There are also "stragglers." Sometimes, for reasons we don't fully understand—though climate change and warmer soil temperatures are suspects—a group might emerge four years early. In 2017, parts of the U.S. saw an early emergence of Brood X, which wasn't supposed to show up until 2021. This suggests their "counting" mechanism can be tripped up by weird weather patterns.

Why the Length of Life Matters for the Ecosystem

The long average lifespan of a cicada isn't just a biological quirk. It’s an ecological engine.

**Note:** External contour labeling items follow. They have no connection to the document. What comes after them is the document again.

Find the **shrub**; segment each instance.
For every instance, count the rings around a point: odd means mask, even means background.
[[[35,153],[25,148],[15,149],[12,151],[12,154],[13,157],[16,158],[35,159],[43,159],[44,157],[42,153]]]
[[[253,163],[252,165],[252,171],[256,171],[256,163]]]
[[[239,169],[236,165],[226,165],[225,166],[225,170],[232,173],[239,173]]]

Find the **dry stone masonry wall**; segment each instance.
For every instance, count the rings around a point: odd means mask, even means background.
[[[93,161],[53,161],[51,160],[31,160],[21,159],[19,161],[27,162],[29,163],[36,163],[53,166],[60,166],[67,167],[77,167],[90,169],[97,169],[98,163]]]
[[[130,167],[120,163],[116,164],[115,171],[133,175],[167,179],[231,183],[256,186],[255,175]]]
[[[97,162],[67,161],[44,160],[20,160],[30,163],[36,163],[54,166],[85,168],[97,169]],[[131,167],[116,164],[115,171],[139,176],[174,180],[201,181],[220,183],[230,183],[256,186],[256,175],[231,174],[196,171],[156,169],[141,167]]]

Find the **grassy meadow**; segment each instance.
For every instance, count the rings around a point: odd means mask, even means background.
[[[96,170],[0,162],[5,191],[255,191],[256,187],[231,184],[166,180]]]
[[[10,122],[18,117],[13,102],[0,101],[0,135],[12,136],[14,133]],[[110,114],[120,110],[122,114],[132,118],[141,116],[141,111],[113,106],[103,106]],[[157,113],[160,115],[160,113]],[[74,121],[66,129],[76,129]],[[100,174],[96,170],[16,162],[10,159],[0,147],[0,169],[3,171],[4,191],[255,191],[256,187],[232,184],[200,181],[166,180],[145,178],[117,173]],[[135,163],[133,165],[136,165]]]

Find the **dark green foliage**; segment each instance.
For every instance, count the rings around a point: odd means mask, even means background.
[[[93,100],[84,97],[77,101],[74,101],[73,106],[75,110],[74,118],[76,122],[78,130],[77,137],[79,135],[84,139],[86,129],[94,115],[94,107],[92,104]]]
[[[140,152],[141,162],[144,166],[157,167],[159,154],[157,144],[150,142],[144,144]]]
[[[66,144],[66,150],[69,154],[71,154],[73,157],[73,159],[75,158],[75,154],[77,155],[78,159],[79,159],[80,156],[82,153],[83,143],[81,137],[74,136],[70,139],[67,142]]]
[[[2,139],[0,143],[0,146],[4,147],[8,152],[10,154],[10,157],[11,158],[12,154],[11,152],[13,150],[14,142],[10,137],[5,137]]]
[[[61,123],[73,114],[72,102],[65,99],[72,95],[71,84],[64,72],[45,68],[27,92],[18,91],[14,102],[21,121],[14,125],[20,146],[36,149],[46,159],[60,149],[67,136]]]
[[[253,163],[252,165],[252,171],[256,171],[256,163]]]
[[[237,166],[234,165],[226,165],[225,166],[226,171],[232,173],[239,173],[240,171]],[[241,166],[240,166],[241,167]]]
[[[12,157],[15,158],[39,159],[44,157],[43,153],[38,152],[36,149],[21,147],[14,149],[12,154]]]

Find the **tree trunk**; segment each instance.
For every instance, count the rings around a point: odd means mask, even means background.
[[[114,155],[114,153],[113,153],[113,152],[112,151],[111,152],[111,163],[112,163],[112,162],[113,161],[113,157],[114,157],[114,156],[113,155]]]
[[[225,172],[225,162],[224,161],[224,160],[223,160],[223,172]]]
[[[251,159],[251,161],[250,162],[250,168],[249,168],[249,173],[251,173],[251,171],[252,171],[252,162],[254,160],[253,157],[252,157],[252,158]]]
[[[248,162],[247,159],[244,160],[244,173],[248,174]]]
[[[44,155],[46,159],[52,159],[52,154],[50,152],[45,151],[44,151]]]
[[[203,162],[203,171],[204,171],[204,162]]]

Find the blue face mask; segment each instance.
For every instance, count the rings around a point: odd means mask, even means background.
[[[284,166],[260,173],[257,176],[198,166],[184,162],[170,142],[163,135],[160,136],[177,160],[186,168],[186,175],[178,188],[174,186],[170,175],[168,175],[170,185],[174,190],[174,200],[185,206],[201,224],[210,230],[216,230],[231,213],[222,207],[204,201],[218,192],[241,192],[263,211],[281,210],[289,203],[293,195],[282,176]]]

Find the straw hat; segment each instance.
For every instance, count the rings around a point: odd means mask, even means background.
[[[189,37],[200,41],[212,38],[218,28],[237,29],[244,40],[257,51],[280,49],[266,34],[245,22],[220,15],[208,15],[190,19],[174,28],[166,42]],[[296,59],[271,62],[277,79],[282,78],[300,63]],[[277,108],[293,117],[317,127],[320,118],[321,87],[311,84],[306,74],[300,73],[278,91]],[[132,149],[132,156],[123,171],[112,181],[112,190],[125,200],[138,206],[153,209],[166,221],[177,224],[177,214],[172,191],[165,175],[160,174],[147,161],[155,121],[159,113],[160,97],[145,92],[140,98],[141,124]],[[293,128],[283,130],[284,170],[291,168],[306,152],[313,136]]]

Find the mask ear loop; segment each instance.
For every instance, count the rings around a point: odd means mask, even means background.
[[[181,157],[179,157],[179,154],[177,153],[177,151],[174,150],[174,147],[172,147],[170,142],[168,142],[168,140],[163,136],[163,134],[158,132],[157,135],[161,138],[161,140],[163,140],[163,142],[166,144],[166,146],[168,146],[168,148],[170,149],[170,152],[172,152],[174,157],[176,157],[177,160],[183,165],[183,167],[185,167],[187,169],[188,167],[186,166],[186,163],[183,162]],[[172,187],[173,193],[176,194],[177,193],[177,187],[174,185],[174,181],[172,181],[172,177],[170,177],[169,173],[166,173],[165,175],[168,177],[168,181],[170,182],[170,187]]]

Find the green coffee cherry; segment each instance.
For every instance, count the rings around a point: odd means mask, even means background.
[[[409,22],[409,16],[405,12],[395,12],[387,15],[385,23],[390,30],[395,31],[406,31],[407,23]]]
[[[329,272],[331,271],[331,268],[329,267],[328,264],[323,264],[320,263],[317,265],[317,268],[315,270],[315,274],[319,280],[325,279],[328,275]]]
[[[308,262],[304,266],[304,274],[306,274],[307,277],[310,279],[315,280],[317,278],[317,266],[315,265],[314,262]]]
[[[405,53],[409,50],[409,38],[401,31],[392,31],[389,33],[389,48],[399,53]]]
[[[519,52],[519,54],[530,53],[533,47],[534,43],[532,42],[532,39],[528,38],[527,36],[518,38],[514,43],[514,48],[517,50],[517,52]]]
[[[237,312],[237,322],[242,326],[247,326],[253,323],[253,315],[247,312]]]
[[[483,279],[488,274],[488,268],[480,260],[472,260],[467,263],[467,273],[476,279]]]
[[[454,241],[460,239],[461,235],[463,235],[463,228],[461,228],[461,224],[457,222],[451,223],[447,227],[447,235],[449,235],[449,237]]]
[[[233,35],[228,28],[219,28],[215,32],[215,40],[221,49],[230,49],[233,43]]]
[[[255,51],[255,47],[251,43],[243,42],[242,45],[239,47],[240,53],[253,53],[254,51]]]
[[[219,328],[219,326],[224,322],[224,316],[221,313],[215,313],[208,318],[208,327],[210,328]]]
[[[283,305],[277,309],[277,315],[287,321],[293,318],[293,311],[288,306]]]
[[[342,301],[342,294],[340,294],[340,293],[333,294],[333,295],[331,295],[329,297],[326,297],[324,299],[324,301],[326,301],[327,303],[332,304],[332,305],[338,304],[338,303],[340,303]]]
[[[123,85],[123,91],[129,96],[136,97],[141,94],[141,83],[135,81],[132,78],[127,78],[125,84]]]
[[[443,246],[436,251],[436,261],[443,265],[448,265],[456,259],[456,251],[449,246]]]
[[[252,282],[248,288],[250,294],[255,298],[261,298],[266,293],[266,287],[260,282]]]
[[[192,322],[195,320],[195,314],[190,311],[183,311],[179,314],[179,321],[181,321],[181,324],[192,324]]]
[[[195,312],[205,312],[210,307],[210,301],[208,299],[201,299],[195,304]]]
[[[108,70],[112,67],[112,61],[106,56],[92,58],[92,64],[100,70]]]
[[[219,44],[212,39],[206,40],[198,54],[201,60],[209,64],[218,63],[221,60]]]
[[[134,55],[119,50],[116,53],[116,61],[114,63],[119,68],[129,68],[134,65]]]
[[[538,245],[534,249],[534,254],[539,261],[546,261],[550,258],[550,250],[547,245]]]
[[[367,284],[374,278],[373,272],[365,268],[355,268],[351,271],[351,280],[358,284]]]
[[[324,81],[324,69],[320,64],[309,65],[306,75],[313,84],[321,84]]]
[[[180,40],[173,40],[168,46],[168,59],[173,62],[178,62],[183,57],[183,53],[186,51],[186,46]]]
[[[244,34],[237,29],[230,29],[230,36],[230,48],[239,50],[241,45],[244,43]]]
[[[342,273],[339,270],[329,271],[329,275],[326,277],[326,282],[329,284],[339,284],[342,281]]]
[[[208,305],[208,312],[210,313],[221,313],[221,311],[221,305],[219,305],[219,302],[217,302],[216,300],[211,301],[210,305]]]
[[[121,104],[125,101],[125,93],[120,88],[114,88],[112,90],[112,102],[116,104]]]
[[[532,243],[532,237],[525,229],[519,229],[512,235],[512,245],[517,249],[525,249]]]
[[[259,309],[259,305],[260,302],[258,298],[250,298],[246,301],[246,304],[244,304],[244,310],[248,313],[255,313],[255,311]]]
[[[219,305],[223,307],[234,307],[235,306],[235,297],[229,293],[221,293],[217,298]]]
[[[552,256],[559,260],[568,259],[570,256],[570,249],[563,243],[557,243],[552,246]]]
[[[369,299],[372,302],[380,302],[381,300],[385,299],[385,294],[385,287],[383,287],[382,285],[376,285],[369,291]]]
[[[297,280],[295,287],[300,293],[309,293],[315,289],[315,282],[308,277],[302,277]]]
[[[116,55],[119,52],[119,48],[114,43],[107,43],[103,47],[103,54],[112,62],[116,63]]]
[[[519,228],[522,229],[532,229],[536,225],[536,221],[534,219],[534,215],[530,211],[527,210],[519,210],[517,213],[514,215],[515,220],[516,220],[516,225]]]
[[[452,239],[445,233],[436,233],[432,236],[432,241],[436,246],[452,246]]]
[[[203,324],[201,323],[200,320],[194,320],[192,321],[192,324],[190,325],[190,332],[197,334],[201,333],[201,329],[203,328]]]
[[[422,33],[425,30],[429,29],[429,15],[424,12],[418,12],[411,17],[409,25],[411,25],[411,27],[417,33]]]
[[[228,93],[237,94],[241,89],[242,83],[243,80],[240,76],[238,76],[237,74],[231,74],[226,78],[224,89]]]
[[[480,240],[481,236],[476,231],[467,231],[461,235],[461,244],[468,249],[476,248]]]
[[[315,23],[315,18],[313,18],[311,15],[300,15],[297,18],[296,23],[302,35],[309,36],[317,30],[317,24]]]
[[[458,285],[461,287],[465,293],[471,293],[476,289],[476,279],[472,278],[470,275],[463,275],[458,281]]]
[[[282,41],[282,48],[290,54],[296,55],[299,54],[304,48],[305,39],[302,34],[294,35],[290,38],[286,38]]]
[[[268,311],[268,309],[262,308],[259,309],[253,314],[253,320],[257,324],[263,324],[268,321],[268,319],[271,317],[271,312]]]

  1. Soil Aeration: Years of tunneling by millions of nymphs keeps the soil from becoming too compacted. It’s like a massive, natural tilling service for forests.
  2. The Feast: When they emerge, they provide an unprecedented protein spike for local wildlife. Studies have shown that bird populations often surge in the years following a major cicada emergence because the parents were so well-fed.
  3. Forest Pruning: When females lay eggs in twigs, it causes "flagging." The tips of the branches turn brown and fall off. This might look like damage, but it's actually a natural pruning process that can lead to more robust tree growth in the long run.

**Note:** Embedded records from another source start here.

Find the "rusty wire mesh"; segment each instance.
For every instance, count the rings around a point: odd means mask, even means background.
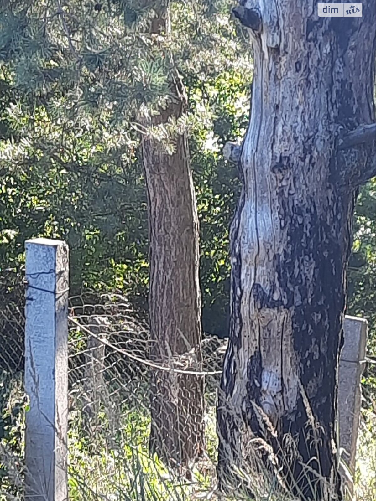
[[[71,490],[79,491],[82,499],[91,498],[85,497],[89,491],[92,498],[98,494],[116,499],[193,498],[202,485],[190,465],[180,463],[184,454],[174,445],[179,439],[189,444],[201,426],[204,440],[212,442],[213,453],[216,450],[215,420],[206,429],[205,424],[208,416],[215,415],[223,342],[214,337],[204,340],[198,366],[191,360],[190,350],[156,363],[149,357],[147,323],[126,298],[84,294],[71,298],[70,306]],[[189,415],[195,415],[196,409],[190,405],[197,401],[194,383],[198,379],[204,384],[206,410],[201,422],[195,423]],[[186,415],[183,407],[188,407]],[[171,415],[176,417],[172,422],[166,417]],[[156,450],[150,446],[153,428],[162,439]],[[205,467],[213,470],[214,456],[205,455],[204,450],[197,453]],[[80,460],[75,460],[78,454]]]
[[[1,280],[0,368],[20,380],[25,287],[11,273]],[[224,342],[215,337],[204,339],[198,365],[190,350],[157,363],[149,356],[145,319],[126,298],[113,293],[86,291],[70,298],[68,322],[70,499],[180,501],[199,496],[204,484],[208,492],[214,491],[215,405]],[[195,415],[194,380],[202,382],[205,403],[196,423],[188,418]],[[185,416],[183,406],[187,406]],[[168,422],[169,414],[180,417]],[[173,452],[179,437],[189,442],[190,434],[197,431],[191,429],[195,425],[201,427],[205,442],[197,451],[198,476],[197,461],[195,473],[190,464],[180,463],[181,450]],[[156,450],[149,447],[153,427],[162,439]]]

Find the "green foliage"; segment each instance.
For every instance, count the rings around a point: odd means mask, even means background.
[[[201,224],[204,325],[227,334],[228,229],[240,182],[221,150],[244,135],[252,78],[231,5],[173,2],[171,36],[158,38],[149,33],[159,6],[152,0],[3,3],[0,270],[22,270],[27,238],[64,238],[72,294],[83,284],[116,287],[146,308],[140,142],[151,134],[168,147],[168,138],[186,127]],[[140,128],[138,111],[164,106],[176,68],[186,115],[179,124]],[[356,206],[347,305],[348,313],[369,322],[370,354],[376,353],[375,182],[362,188]]]
[[[19,379],[0,372],[0,492],[16,494],[20,486],[27,410]]]
[[[354,240],[348,270],[349,315],[368,322],[367,351],[376,356],[376,177],[362,186],[354,217]],[[369,390],[376,387],[376,366],[368,365],[363,380]]]

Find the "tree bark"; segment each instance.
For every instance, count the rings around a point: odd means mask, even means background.
[[[152,23],[152,32],[168,32],[167,5]],[[186,99],[172,72],[171,98],[157,116],[144,116],[148,127],[180,118]],[[186,465],[205,445],[204,380],[171,369],[202,370],[201,295],[199,280],[199,218],[184,132],[170,138],[169,154],[152,137],[142,141],[149,217],[149,313],[150,357],[164,366],[152,375],[151,453],[169,466]]]
[[[255,73],[231,228],[220,486],[239,483],[234,466],[254,478],[258,454],[298,498],[340,499],[337,368],[353,173],[370,171],[372,158],[360,146],[339,151],[337,138],[374,122],[375,2],[351,19],[319,18],[312,0],[242,4],[235,15],[251,27]]]

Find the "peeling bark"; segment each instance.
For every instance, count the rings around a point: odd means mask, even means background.
[[[167,4],[153,20],[152,33],[168,33]],[[185,110],[184,88],[176,73],[170,88],[167,108],[157,116],[141,118],[146,128],[178,119]],[[170,139],[172,154],[151,136],[142,141],[149,219],[150,355],[168,369],[200,371],[199,218],[186,134]],[[202,376],[154,371],[150,394],[150,453],[168,466],[186,465],[204,449]]]
[[[340,499],[335,422],[352,173],[372,158],[366,148],[338,154],[337,138],[374,121],[375,2],[352,19],[319,18],[311,0],[242,3],[261,26],[249,30],[252,111],[231,228],[220,484],[239,481],[234,465],[257,473],[258,453],[282,467],[281,483],[299,498]],[[252,438],[264,441],[261,452]]]

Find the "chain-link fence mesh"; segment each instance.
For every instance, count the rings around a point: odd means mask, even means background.
[[[25,286],[12,273],[2,280],[0,368],[22,384]],[[147,322],[121,294],[87,291],[70,299],[69,312],[70,499],[179,501],[214,491],[225,342],[204,339],[199,362],[188,350],[156,363]]]
[[[23,491],[25,288],[16,274],[0,275],[0,501],[19,499]],[[156,361],[147,321],[113,292],[71,297],[68,322],[70,501],[223,499],[216,418],[226,341],[207,337],[178,355],[167,346]],[[234,414],[240,429],[241,413]],[[273,456],[251,435],[246,445],[257,464],[247,459],[242,473],[259,471],[261,456]],[[268,497],[276,478],[268,474],[247,479],[266,495],[257,498],[291,500]]]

It’s a brutal, fascinating cycle. They spend 99% of their lives in the mud just to sing for a few weeks in the sun.


How to Handle an Emergence in Your Yard

If you’re living through a year where the average lifespan of a cicada is reaching its peak in your neighborhood, don't panic. They don't bite. They don't sting. They aren't locusts—they won't eat your garden vegetables.

  • Protect young trees: If you just planted a sapling, wrap it in fine mesh. The egg-laying process can be hard on very small, tender branches.
  • Keep the pool covered: Cicadas are terrible fliers and even worse swimmers. They will clog your filters in a heartbeat.
  • Embrace the noise: It’s one of nature's loudest spectacles. A large brood can reach 100 decibels. That’s as loud as a lawnmower.
  • Don't use pesticides: It’s useless. There are too many of them, and the chemicals will hurt the birds that are trying to help you by eating the bugs.

Wait it out. In a month, the shells will be gone, the noise will stop, and the next generation will already be burrowing into the dirt, starting their long, slow clock all over again.

Next Steps for Homeowners:
Check your local university extension office or use the Cicada Safari app to see which "Brood" is active in your area. If you’re planning to plant new fruit trees, check the maps first; if a 17-year emergence is due next year, it’s better to wait until the following fall to plant, giving your trees time to get strong before the nymphs arrive to feed. Keep an eye on soil temperatures in early May—once that 64-degree threshold is hit, you’ll have about 24 hours before the first nymphs hit the surface.